The basement was even darker than the woods. It had no windows to draw in even a single sliver of moonlight. Only the open door at the top of the stairwell gave off any light, and that light got swallowed by the darkness after only a few feet from the top step. It was dark enough that when Evan made it to the bottom of the stairs he froze, unsure of what to do. Then Addy came through the door at the top of the steps and closed it behind her and the blackness was complete. Addy made her way down the stairs by holding on to the handrail. When she reached the bottom of the stairs, she felt Evan’s hand reach out to her. She knew by touch that it was Evan’s hand, but that gave her only the slightest bit of comfort.
“Evan?” Addy said out loud, wanting to be further comforted by the sound of his voice.
But another voice answered Addy before Evan could. “You’re sure you weren’t followed?” A woman’s voice came from the darkness. It was only a few feet from them.
“Yes,” Addy answered, “we’re sure.” Addy heard a clicking sound and then a light flared on.
It took a few minutes for Addy’s and Evan’s eyes to adjust to the light. They’d been in the darkness for that long. When they could finally see, they saw Maria sitting alone at a plain wooden table, a bare lightbulb hanging above her head.
The light in the room was now stark, bright and clear. Evan got a good look at Maria for the first time. To him, the resemblance was undeniable. “You’re Christopher’s mother,” he half mumbled through the shock of seeing so much of his best friend in this middle-aged woman in front of him.

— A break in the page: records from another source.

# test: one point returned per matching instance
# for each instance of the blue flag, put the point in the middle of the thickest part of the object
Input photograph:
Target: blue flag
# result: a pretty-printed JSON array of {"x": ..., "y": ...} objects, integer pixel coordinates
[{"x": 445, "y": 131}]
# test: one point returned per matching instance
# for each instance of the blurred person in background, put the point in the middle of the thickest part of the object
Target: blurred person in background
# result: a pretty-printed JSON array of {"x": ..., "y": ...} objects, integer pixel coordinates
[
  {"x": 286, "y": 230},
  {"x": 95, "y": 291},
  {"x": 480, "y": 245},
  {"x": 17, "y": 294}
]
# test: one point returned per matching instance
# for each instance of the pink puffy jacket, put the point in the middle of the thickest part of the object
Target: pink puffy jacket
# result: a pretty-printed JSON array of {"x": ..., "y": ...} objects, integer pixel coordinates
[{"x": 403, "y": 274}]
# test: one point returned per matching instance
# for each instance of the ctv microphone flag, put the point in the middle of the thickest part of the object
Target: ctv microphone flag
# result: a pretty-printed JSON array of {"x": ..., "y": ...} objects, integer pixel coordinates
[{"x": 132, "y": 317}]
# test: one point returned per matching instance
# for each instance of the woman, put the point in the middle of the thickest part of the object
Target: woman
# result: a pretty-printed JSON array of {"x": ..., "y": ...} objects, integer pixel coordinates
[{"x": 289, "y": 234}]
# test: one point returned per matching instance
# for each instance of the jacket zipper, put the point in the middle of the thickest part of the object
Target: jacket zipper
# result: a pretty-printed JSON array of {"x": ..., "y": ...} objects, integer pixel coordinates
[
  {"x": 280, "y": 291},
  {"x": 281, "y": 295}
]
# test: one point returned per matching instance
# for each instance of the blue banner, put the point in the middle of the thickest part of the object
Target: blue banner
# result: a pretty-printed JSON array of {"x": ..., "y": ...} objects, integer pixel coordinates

Maria looked Evan up and down. He was no more than a boy. “Let’s assume that’s true,” Maria said, not giving anything away. “What’s it t
o the two of you?”
“Reggie sent us here to get you,” Addy repeated the words that she had said to Maria that afternoon. Maria shot Addy a look in response, a look that could have turned water to poison. Addy didn’t know what the look meant, but it froze her throat. She began trying to think of what else she could say.
Before Addy could think of anything, Evan spoke. “He’s my best friend,” Evan told Maria. “He’s been my best friend since we were little kids. I see him in you.” Evan paused, trying to compose himself. “I just want him to be safe,” he finished.
Maria stared at Evan, but not with the same icy stare that she’d given Addy. Maria’s look for Evan was deeper and gentler. “How long have you known my son?” she asked Evan, vulnerability slipping into her voice for the first time.
Evan shrugged. “As long as I can remember.”
“What’s he like?” Maria asked. Even if Addy couldn’t have understood the words that Maria spoke, Maria’s tone alone would have made her want to cry.
Evan didn’t know what to say. Christopher was the most complicated person that Evan had ever met. He didn’t think that they had time for him to give Maria the answer that Christopher deserved. He settled on a single word to describe Christopher. He muttered, “Different” barely above his breath. Maria didn’t say anything in response. She simply kept on staring at Evan. “Different than everybody else,” Evan clarified under the weight of Maria’s stare.
Maria seemed to accept this. “Is he happy?” she asked Evan.
Evan thought hard before answering Maria’s question this time. He tried to think of a way to qualify or soften his answer. The similarities between them made Evan feel almost as protective of Maria as he felt of Christopher. He couldn’t lie to her either, though. “No,” Evan answered. “I wouldn’t call him happy.”